Steps 5-6: Estimating cost impact FoPP entry
The model calculates cumulative cost impact over the period 2009-2019. The base-case analysis of the incremental cost impact associated with FoPP availability uses straightforward assumptions to estimate FoPP entry, FoPP pricing, FoPP market share, and overall market size. The model then re-calculates the cost impact under a series of alternative assumptions on entry, pricing, market share and market size. Finally, the base case results are subjected to sensitivity analyses involving variation of selected underlying model parameters through a pre-determined range of plausible values.

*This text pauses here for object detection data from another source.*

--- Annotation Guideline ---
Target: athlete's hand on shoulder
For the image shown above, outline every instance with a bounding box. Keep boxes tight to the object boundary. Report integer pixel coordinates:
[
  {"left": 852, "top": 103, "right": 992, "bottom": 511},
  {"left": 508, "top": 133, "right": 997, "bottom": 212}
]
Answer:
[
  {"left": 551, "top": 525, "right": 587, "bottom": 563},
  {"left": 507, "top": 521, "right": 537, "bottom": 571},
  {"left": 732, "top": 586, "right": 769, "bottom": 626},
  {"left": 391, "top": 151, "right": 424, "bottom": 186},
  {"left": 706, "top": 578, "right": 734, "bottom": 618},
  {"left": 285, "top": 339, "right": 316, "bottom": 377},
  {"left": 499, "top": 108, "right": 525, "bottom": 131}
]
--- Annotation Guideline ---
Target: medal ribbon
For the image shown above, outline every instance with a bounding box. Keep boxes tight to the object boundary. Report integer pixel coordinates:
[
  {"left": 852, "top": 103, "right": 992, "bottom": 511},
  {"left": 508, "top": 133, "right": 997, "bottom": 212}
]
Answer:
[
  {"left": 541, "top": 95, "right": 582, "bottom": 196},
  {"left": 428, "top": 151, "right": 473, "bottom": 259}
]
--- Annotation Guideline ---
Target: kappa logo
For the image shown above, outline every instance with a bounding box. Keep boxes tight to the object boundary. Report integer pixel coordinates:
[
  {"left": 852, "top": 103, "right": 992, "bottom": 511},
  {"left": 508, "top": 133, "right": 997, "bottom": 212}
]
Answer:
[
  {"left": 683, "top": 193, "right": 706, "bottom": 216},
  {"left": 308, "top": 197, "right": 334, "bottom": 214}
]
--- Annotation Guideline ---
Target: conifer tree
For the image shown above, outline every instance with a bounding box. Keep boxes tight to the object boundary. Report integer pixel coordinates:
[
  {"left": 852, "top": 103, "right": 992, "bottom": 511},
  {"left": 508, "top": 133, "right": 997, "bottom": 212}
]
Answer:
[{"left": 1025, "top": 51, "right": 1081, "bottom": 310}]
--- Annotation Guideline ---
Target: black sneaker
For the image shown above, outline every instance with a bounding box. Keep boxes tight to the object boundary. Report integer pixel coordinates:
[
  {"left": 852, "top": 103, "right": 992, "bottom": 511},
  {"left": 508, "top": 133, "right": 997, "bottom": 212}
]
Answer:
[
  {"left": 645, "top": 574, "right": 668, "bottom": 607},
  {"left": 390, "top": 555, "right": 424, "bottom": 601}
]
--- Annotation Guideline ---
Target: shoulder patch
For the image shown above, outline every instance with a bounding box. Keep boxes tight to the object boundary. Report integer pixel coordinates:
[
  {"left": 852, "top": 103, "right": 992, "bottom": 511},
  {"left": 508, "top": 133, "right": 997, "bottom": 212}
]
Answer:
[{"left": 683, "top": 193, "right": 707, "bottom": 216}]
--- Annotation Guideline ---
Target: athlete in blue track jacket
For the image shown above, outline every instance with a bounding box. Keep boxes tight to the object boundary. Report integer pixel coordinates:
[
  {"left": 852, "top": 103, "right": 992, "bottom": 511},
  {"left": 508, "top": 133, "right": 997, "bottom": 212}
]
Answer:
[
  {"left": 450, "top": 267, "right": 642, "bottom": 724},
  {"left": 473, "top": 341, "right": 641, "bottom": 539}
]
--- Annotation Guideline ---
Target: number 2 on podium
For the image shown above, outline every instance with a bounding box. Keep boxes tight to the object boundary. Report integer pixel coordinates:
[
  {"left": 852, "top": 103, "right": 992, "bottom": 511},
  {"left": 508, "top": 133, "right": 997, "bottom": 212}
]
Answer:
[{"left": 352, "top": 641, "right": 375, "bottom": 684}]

Given the uncertainty regarding new approval pathways for FoPPs, it is important to develop estimates of the cost impact of the availability of FoPPs that are sensitive to the effects of differing levels of rigor for regulatory approval. In this model, the rigor of the approval model affects the estimated cost impact through two pathways: 1) the time to market entry of the FoPP and 2) the fixed costs of satisfying regulatory requirements. The time to market and the costs of clinical trials are assumed to increase with the level of regulatory stringency.